Origal Quality Metric v.s. Dynamics-based Quality Metric. Fig. 5 shows the comparison between the original quality metric and various dynamics-based quality metrics, including the overall dynamics-based quality metric ( $\mathbf{D}_{quality}$ ) and metrics at low ( $\mathbf{D}_{quality}^{L}$ ), medium ( $\mathbf{D}_{quality}^{M}$ ), and high ( $\mathbf{D}_{quality}^{H}$ ) dynamics levels. It shows that the original quality metric aligns closely with $\mathbf{D}_{quality}^{L}$ , indicating that it primarily reflects quality in low dynamics scenarios. Moreover, T2V models typically lack the ability to generate high-dynamics videos, resulting in lower scores for $\mathbf{D}_{quality}^{H}$ .

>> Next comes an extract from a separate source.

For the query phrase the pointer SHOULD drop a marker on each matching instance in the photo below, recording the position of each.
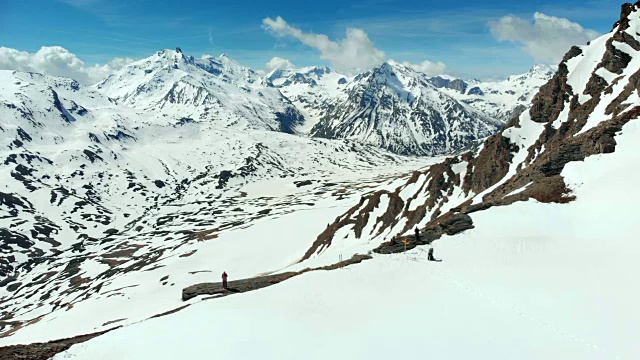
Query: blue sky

4.4 Insights from Video Dynamics Analysis

Existing datasets have biased dynamics distribution. The distribution of dynamics of the video datasets (such as WebVid2M [8]) is biased. The statistical result is shown in Fig. 6. It can be seen that most of the videos have a small dynamics score ( $\leq$ 0.4). The limited number of videos with high dynamics scores restricts the model’s ability to generate dynamics-rich videos which are common in practical applications. Therefore, existing datasets should be expanded in terms of dynamics, and the proposed metrics can provide guidance for this expansion.

Existing datasets have biased text prompts on dynamics for training. We use the dynamics controllability metric to evaluate two popular datasets, $i.e.$ , WebVid2M [8] and MSR-VTT [45], by using the ground-truth text prompts and videos. Unfortunately, they respectively achieve dynamics controllability scores of 36.31% and 52.98%. The poor performance indicates that the two datasets can not provide sufficient information/guidance while training the video generation models. To train better video generation models, the text prompts of these datasets requires to be elaborated on aspects of dynamics.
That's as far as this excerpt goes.